Spanish producers are braced for much deeper public funding cuts than those announced by Spanish film agency the ICAA. The top amount filmmakers can claim for through the automatic subsidy system – pegged to box office performance – is being halved to €400,000 ($500,000). The ceiling producers can claim through selective funding is being cut by 25% to €1.5 million.
But there’s worse to come next month, Fabia Buenaventura, head of the Spanish producer’s association, tells me. The Ministry of Culture is going to announce much deeper spending cuts. Spain’s producers are resigned given the country’s awful financial situation. First, there was Greece, then Spain. The government has just intervened to save a local bank from going under. There’s talk of Portugal and the UK being the next dominos to go down in this sovereign debt crisis.
Buenaventura says the cuts announced by the ICAA are not going to have a huge effect, given that they only affect a handful of films. It’s what’s coming next month that will really hurt. “This is just the first chapter,” she says, “although we expect the culture minister will try and be sensitive.”

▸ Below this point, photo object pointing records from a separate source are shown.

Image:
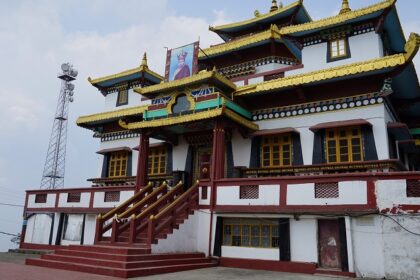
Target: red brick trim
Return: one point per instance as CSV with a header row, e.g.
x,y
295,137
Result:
x,y
288,209
283,266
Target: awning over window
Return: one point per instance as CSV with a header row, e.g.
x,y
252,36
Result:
x,y
154,145
274,131
111,150
347,123
399,130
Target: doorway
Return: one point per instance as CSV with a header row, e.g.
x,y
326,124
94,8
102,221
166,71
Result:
x,y
329,244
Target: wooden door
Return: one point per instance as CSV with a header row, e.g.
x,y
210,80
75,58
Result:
x,y
204,162
329,244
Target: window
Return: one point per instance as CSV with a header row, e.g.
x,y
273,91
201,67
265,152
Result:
x,y
344,144
248,192
41,198
338,49
112,196
326,190
413,188
276,150
251,233
157,161
73,197
118,164
122,97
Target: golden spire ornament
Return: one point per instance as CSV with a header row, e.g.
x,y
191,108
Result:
x,y
144,61
345,7
273,6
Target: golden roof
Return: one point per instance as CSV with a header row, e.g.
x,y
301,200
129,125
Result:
x,y
142,68
256,19
189,118
272,33
348,15
85,120
201,76
411,49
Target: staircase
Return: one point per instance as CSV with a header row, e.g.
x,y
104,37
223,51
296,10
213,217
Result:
x,y
136,224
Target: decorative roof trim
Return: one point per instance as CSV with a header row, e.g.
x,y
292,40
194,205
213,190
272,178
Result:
x,y
85,120
141,69
190,118
411,47
255,19
201,76
288,30
272,33
346,123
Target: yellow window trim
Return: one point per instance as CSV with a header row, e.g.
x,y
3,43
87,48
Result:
x,y
271,143
348,138
157,166
118,164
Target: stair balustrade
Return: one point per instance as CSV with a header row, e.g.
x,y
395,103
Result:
x,y
166,218
103,221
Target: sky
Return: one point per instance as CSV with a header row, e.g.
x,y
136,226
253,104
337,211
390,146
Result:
x,y
99,37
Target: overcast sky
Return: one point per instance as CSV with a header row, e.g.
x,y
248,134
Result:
x,y
99,38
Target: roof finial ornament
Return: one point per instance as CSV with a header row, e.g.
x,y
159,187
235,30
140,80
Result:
x,y
144,60
345,7
274,6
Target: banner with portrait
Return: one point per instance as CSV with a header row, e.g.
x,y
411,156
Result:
x,y
181,62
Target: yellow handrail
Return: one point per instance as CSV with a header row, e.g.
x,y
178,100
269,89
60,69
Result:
x,y
128,201
176,188
163,186
173,204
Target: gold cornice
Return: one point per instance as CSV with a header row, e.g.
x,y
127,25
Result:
x,y
189,118
142,68
83,120
288,30
345,70
256,19
201,76
272,33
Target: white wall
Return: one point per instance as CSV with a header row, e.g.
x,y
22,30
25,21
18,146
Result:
x,y
183,239
390,193
375,114
38,229
362,47
84,200
49,203
241,148
99,197
367,246
90,227
229,195
350,192
250,253
303,240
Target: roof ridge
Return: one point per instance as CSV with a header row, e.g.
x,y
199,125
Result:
x,y
337,18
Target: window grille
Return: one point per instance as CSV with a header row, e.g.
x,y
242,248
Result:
x,y
413,188
326,190
112,196
249,192
73,197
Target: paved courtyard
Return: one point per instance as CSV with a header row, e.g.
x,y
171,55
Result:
x,y
12,268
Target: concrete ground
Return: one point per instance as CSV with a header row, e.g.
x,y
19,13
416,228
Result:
x,y
12,268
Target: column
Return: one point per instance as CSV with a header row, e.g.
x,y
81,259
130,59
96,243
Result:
x,y
142,166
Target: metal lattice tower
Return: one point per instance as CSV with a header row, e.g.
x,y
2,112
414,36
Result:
x,y
54,168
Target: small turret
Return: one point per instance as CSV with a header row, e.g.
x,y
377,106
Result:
x,y
274,6
345,7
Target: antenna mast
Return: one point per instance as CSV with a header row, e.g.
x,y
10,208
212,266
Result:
x,y
53,175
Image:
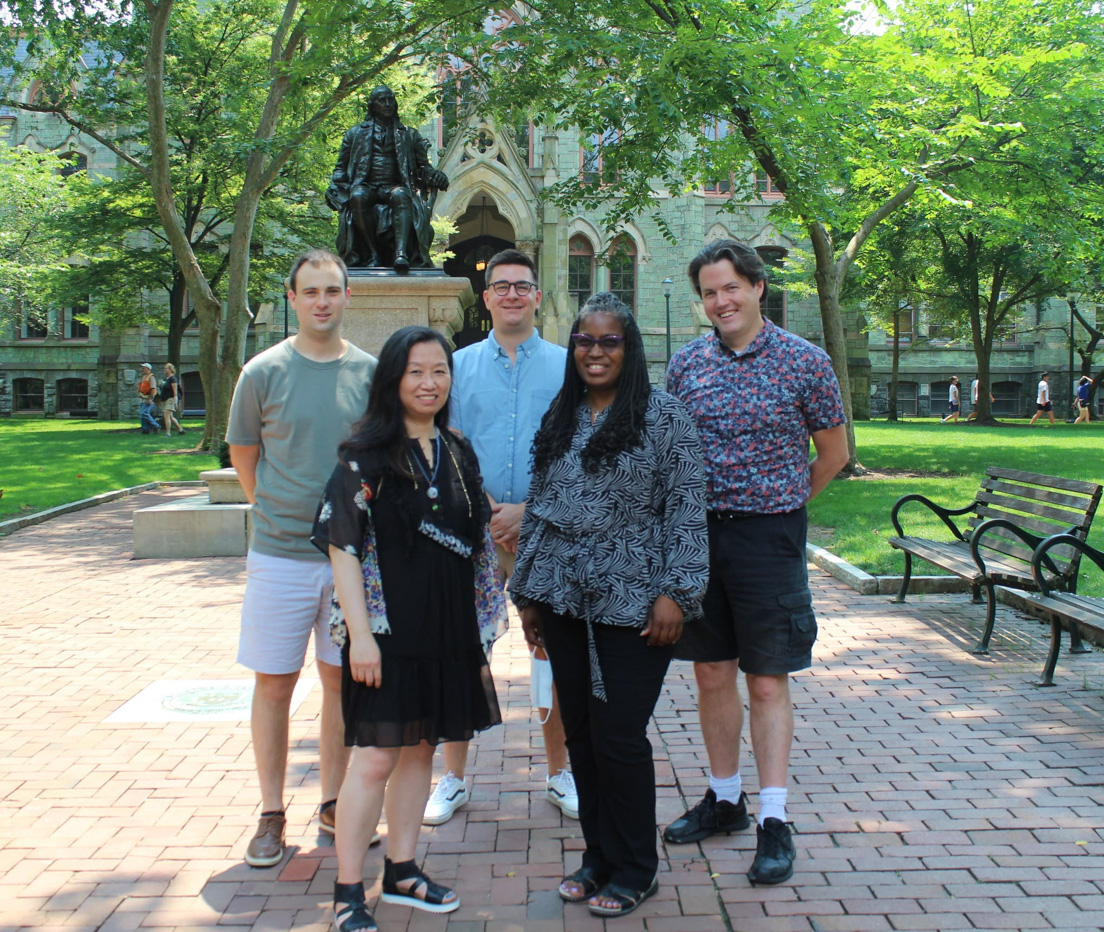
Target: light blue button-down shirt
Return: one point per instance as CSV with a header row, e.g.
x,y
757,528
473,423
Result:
x,y
498,405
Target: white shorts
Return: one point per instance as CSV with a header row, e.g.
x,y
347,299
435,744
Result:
x,y
285,600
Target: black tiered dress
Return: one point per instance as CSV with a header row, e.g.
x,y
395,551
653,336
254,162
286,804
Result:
x,y
436,684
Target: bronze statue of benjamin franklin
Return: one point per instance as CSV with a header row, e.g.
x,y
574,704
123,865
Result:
x,y
383,189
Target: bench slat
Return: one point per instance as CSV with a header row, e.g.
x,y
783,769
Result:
x,y
1041,528
1063,516
1004,541
1040,479
954,557
1081,504
1085,610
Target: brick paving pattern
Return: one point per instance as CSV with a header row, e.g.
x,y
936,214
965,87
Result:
x,y
932,790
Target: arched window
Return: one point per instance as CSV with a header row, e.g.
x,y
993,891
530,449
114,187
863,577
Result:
x,y
72,328
592,160
33,326
714,133
774,307
73,163
72,394
457,102
191,387
622,264
580,268
1007,399
941,392
906,399
765,186
29,393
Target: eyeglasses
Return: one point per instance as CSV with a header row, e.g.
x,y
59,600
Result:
x,y
502,288
585,341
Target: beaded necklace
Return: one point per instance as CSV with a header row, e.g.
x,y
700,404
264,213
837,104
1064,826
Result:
x,y
432,491
431,480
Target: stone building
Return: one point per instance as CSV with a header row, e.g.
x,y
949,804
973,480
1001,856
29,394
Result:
x,y
65,368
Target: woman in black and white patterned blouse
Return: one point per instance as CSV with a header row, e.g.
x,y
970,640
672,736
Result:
x,y
613,558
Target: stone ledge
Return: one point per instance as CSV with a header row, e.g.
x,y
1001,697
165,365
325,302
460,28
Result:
x,y
39,517
223,486
191,527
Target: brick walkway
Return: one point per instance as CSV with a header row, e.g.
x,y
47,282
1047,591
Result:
x,y
932,790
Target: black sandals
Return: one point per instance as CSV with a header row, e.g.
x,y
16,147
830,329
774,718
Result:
x,y
434,898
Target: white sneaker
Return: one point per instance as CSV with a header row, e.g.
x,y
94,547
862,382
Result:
x,y
447,796
560,790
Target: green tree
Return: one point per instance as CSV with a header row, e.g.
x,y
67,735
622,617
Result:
x,y
34,196
848,126
110,71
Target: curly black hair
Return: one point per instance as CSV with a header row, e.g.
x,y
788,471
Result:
x,y
623,429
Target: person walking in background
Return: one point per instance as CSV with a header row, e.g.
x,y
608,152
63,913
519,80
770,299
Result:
x,y
404,521
1042,400
147,391
293,405
501,389
613,558
1083,390
170,394
743,383
954,401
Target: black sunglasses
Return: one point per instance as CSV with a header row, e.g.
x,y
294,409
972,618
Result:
x,y
585,341
502,287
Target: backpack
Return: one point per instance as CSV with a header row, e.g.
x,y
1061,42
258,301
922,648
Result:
x,y
165,392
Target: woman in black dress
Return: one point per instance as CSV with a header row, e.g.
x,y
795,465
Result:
x,y
613,557
403,520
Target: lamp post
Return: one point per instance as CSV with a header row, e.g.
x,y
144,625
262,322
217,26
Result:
x,y
668,288
1073,391
287,287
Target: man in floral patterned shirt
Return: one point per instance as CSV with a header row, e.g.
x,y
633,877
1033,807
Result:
x,y
757,394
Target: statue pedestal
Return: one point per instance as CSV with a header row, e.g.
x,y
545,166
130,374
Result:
x,y
382,303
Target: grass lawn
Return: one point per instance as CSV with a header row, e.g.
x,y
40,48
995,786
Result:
x,y
44,463
945,463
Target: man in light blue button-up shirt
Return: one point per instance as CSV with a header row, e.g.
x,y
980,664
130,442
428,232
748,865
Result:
x,y
501,388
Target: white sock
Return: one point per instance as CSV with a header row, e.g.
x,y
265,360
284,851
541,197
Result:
x,y
772,803
726,787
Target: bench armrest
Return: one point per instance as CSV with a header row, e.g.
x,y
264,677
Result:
x,y
991,523
1060,540
945,514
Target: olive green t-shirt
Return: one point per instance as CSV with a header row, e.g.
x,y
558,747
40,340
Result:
x,y
297,411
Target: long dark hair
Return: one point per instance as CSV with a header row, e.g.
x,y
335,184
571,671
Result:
x,y
623,429
380,436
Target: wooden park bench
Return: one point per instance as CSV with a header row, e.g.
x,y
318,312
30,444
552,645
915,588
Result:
x,y
1083,615
1014,512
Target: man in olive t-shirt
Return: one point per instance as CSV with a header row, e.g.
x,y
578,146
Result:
x,y
293,405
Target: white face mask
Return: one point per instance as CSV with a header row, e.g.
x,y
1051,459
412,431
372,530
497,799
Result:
x,y
540,684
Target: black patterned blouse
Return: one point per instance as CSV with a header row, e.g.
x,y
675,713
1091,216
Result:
x,y
604,547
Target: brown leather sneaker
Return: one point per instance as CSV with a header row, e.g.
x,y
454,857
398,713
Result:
x,y
267,845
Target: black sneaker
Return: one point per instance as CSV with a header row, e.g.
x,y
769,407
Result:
x,y
774,853
708,817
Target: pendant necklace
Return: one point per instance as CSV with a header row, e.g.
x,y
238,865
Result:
x,y
431,480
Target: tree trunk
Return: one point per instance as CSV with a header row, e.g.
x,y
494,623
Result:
x,y
208,307
895,364
178,315
828,284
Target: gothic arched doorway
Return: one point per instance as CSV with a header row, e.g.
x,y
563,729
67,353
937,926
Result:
x,y
483,231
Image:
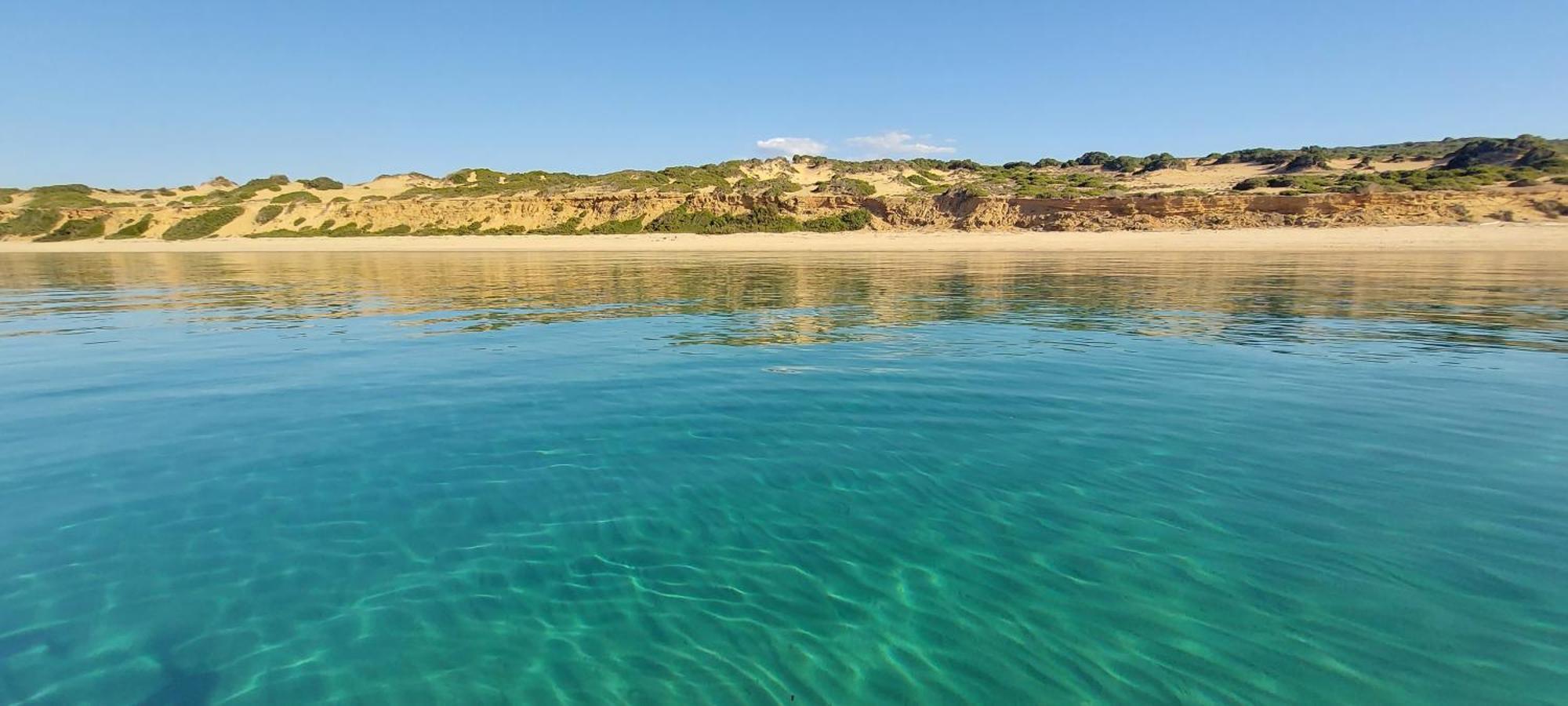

Nadine Luque, a UK-based producer who works on Spanish co-productions, tells me the ICAA subsidy ceiling comes on top of state TV broadcaster TVE having its budget slashed – which means less money for local features – plus a dearth of Spanish banks willing to lend to the film industry.
“This is a triple whammy,” Luque tells me. “Spain is in freefall. Its problems are too big to be solved in one fell swoop in the way that Germany intervened to help Greece. Frankly, it’s a mess.”